Thomas E. Anderson, Michael D. Dahlin, Jeanna M. Neefe, David A. Patterson, Drew S. Roselli, Randolph Y. Wang,
Serverless Network File Systems,
TOCS 14(1):41-79, Feb. 1996

(Summary by George Candea)

This paper presents xFS, a network file system based on an "anything, anywhere" design philosophy, which also introduces the concept of transforming fast LANs into I/O backplanes. It draws heavily on Zebra, LFS, and RAID. The authors deem centralized file systems as being fundamentally unscalable, performance limited, financially expensive, and offering poor availability due to single points of failure. xFS banks on the observation that, in contemporary LANs, fetching data from remote memory is faster than from local disk, and fetching from local memory is faster than from remote memory. In addition to a fast network, xFS also requires that the communicating machines trust each other's kernels.

Metadata & Data

Control of metadata and cache consistency is split among several managers. Clients find managers through the manager map, which is a table indexed by some subset of bits in a file's index, akin to a page table. The map can be dynamically reconfigured as managers enter/leave the system or in order to balance load. Since the map is small and changes infrequently, it is distributed globally to all managers and clients for availability reasons. A manager controls cache consistency state and disk location metadata.

System Operation

Reads and writes operate as expected, with client buffer writes being cached in local memory until committed to a stripe group. A noteworthy decision is that of caching index nodes only at managers, not at clients. While this could allow clients to read directly from storage servers, there are three disadvantages: Cache consistency is very similar to the one in Sprite and AFS, except that xFS manages consistency on a per-block rather than per-file basis.

xFS uses a policy called first writer: when a client creates a file, xFS chooses an index number that assigns the file's management to a manager colocated with the client.

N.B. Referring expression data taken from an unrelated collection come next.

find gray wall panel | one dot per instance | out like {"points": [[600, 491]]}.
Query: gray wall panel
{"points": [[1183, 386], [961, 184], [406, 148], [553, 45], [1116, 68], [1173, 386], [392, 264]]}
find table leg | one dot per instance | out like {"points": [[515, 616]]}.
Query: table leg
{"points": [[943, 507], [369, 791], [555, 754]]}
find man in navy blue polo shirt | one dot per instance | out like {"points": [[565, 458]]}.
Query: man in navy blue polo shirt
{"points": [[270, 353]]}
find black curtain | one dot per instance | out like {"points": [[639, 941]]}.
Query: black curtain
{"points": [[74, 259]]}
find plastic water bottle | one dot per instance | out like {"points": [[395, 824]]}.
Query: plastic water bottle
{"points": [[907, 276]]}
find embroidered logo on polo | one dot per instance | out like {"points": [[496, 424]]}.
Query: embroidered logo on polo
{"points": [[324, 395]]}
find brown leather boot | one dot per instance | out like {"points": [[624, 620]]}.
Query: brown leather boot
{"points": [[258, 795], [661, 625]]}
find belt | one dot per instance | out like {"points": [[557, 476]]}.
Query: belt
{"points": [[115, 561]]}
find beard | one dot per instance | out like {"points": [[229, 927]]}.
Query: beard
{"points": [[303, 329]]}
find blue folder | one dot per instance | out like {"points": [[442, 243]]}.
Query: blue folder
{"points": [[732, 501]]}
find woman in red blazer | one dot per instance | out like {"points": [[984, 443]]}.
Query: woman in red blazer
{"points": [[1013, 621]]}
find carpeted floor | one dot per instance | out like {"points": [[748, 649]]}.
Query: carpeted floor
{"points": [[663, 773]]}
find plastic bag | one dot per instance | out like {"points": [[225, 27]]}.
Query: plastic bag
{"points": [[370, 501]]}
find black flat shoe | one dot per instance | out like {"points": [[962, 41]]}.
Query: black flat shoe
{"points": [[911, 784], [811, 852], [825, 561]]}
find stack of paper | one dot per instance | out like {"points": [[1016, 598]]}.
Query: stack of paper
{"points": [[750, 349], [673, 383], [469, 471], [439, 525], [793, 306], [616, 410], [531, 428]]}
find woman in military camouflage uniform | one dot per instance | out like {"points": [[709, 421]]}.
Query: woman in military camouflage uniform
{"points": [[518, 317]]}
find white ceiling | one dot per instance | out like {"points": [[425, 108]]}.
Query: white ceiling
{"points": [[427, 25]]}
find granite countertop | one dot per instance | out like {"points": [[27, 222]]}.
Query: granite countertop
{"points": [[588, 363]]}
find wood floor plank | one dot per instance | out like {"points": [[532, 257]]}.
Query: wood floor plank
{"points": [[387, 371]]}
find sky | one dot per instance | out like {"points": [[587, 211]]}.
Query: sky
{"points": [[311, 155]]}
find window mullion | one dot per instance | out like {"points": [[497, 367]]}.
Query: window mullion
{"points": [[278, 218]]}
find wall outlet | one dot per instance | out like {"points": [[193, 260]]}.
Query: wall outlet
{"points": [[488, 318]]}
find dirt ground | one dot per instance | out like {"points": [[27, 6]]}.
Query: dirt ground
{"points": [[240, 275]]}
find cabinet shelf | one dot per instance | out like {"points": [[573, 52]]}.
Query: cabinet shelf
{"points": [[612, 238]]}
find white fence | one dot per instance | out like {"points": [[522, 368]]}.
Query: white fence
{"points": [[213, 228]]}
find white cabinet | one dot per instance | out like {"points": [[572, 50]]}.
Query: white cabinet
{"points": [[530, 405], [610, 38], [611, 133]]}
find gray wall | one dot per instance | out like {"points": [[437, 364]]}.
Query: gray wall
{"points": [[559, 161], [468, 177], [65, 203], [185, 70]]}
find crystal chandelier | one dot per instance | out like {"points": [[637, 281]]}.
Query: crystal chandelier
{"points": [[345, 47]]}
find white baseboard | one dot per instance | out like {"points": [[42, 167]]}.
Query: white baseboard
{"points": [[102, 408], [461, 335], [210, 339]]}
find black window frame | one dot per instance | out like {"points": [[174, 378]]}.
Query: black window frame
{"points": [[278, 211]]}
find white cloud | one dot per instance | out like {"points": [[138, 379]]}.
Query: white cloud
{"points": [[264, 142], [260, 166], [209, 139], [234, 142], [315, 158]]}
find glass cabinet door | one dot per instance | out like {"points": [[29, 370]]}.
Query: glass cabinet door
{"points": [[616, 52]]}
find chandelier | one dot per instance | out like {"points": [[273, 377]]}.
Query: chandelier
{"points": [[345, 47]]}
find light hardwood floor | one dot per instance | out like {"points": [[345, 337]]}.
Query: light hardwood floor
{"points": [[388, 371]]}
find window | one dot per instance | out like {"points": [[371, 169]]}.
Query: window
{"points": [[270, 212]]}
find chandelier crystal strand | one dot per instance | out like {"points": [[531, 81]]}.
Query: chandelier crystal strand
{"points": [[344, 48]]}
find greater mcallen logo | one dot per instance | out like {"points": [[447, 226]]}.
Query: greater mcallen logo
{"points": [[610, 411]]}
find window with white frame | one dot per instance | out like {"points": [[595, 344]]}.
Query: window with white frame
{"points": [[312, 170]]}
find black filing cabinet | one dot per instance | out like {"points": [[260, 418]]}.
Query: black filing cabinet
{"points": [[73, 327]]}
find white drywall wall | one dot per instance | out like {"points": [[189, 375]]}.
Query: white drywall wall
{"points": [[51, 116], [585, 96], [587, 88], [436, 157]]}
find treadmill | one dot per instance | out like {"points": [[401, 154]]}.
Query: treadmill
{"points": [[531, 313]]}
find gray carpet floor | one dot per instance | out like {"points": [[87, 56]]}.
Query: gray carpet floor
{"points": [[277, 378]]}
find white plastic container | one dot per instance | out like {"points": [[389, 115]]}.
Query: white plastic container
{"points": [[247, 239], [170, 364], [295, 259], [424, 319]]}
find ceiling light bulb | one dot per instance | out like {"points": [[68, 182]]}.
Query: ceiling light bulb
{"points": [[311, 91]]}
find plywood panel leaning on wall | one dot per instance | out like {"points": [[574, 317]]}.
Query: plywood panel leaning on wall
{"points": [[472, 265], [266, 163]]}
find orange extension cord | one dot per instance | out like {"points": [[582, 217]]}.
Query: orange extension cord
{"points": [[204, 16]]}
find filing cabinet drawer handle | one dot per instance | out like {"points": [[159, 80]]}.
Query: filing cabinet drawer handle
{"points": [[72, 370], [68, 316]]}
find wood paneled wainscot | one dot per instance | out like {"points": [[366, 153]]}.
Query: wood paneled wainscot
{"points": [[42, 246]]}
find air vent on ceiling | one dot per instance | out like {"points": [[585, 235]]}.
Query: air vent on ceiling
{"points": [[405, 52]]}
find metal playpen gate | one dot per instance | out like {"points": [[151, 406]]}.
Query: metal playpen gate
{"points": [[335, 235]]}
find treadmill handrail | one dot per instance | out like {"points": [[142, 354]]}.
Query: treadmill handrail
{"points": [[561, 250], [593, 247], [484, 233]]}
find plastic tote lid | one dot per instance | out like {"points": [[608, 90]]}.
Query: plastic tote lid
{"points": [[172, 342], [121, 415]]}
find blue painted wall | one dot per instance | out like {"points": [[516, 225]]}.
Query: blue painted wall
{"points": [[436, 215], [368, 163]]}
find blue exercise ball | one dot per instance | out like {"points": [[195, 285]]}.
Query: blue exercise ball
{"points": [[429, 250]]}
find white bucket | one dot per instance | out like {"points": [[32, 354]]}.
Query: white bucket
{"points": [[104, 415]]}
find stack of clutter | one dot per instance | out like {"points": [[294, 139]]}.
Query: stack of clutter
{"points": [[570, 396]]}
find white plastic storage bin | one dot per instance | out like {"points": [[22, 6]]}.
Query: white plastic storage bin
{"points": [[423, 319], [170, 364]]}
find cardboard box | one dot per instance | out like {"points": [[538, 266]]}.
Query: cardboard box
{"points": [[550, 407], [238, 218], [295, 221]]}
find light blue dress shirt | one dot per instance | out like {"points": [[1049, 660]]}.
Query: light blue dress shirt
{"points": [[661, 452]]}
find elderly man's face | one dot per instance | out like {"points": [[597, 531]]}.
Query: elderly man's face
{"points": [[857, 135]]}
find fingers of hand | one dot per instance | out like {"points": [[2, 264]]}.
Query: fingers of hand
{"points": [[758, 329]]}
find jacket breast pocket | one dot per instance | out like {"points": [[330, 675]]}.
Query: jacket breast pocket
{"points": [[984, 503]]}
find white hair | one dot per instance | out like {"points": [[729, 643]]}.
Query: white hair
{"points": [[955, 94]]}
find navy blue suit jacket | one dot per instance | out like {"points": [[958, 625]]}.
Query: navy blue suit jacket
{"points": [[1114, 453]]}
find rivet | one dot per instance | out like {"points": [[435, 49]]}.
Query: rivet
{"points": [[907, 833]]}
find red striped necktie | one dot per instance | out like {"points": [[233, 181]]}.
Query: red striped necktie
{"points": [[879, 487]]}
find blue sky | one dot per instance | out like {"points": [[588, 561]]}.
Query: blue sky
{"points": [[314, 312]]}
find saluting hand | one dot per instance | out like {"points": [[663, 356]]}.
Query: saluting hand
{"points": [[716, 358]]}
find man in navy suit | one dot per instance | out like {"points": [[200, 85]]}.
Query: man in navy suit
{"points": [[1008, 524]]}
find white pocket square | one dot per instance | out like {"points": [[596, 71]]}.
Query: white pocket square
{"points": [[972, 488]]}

In traces run by the authors, they found that 55% of writes that required contacting a manager, 90% of the time the manager was colocated with the writer. When a manager had to invalidate stale cached blocks, the cache being invalidated was local 1/3 of the time. Finally, when clients flushed data to disk and informed the manager of the data's new storage location (because it's log based), they performed this operation locally 90% of the time. An interesting observation is that write sharing is rare - 96% of all block overwrites or deletes are by the block's previous writer.

Segment cleaning is done similarly to LFS and Zebra, with the log cleaner being distributed, to avoid turning it into a bottleneck. The responsibility for maintaining each segment's utilization status lies with the client that wrote the segment, in order to achieve bookkeeping parallelism and good locality. Clients keep segment utilization info in s-files, which are regular xFS files. There is one s-file for all segments a client has written to a stripe group, and the s-files are grouped in per-client directories. Cleaning is initiated by a leader in each stripe group whenever the number of free segments drops below a low-water mark or when the group is idle. It then distributes to each cleaner a subset of s-files to work on, hence parallelizing the process. Concurrency between cleaner updates and normal xFS writes is controlled optimistically.